Fromont jeune et Risler aîné/Livre premier/IV

La bibliothèque libre.


IV - HISTOIRE DE LA PETITE CHÈBE. LES VERS LUISANTS DE SAVIGNY


___________________
« Savigny-sur-Orge.

« Ma chère Sidonie,

« Hier nous étions à table dans cette grande salle à manger que tu connais, la porte large ouverte sur les perrons tout fleuris. Je m’ennuyais un peu. Bon papa avait été de mauvaise humeur toute la matinée, et ma pauvre mère n’osait pas dire un mot, atterrée par ces sourcils froncés qui lui ont toujours fait la loi. Je songeais que c’était vraiment dommage d’être si seule, en plein été, dans un si beau pays, et que je serais bien heureuse, maintenant que me voilà sortie du couvent et destinée à passer des saisons entières à la campagne, d’avoir, comme autrefois, quelqu’un pour courir avec moi dans le bois et les charmilles.

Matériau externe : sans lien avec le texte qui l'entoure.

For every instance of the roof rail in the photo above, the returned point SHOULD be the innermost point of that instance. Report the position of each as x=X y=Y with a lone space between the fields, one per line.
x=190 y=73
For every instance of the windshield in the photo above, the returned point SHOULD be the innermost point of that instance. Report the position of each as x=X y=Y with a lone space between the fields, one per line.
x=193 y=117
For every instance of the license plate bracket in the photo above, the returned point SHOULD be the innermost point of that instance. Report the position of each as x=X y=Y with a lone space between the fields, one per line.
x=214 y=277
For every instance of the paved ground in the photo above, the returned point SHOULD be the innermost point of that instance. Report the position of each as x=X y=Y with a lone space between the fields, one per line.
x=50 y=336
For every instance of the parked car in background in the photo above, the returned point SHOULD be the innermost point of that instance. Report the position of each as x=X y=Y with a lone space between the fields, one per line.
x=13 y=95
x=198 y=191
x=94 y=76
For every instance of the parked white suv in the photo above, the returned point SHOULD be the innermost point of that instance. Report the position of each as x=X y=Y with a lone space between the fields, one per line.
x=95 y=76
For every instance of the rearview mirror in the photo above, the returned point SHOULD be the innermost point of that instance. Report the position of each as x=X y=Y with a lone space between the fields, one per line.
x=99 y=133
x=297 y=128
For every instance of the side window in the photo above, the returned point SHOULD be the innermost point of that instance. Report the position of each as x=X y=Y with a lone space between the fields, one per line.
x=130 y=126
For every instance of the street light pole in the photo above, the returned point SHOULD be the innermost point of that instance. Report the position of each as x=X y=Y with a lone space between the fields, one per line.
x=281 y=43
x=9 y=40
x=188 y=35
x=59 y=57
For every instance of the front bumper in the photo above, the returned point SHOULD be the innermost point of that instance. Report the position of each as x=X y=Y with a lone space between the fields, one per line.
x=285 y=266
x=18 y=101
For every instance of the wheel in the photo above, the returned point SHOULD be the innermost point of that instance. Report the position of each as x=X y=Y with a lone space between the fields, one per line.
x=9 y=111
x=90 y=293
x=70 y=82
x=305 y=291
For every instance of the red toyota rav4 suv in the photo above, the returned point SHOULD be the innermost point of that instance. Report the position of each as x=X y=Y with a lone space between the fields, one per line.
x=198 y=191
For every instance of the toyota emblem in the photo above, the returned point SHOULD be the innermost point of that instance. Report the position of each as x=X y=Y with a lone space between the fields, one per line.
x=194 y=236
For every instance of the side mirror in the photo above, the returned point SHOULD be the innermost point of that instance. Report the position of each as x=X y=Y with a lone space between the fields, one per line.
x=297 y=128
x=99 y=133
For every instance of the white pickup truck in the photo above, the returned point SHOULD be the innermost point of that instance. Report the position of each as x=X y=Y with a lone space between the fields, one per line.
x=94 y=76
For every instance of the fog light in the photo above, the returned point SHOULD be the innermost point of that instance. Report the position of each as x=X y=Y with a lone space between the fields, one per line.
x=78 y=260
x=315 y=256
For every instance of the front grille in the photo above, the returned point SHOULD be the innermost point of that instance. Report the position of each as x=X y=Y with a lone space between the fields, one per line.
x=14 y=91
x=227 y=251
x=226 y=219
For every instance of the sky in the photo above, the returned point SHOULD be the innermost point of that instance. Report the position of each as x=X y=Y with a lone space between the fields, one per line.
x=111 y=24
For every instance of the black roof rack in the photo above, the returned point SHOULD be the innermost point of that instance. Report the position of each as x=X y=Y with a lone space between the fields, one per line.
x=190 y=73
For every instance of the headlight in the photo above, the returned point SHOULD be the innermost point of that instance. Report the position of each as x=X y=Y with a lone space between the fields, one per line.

« Georges vient bien de temps en temps ; mais il arrive toujours très tard, seulement pour dîner, et repart le lendemain avec mon père avant que je m’éveille. Puis c’est un homme sérieux, à présent, M. Georges. Il travaille à la fabrique, et le souci des affaires lui plisse souvent le front, à lui aussi.

«… J’en étais là de mes réflexions, quand tout à coup voilà bon papa qui se tourne brusquement de mon côté. « Qu’est donc devenue ta petite Sidonie ?… Ça me ferait plaisir de l’avoir ici quelque temps. » Tu penses si j’ai été heureuse. Quelle joie de se retrouver, de renouer cette bonne amitié interrompue par la faute de la vie bien plus que par la nôtre ! Que de choses à nous raconter ! Toi qui avais seule le don de dérider ce terrible grand-père, tu vas nous apporter la gaieté, et je t’assure que nous en avons besoin.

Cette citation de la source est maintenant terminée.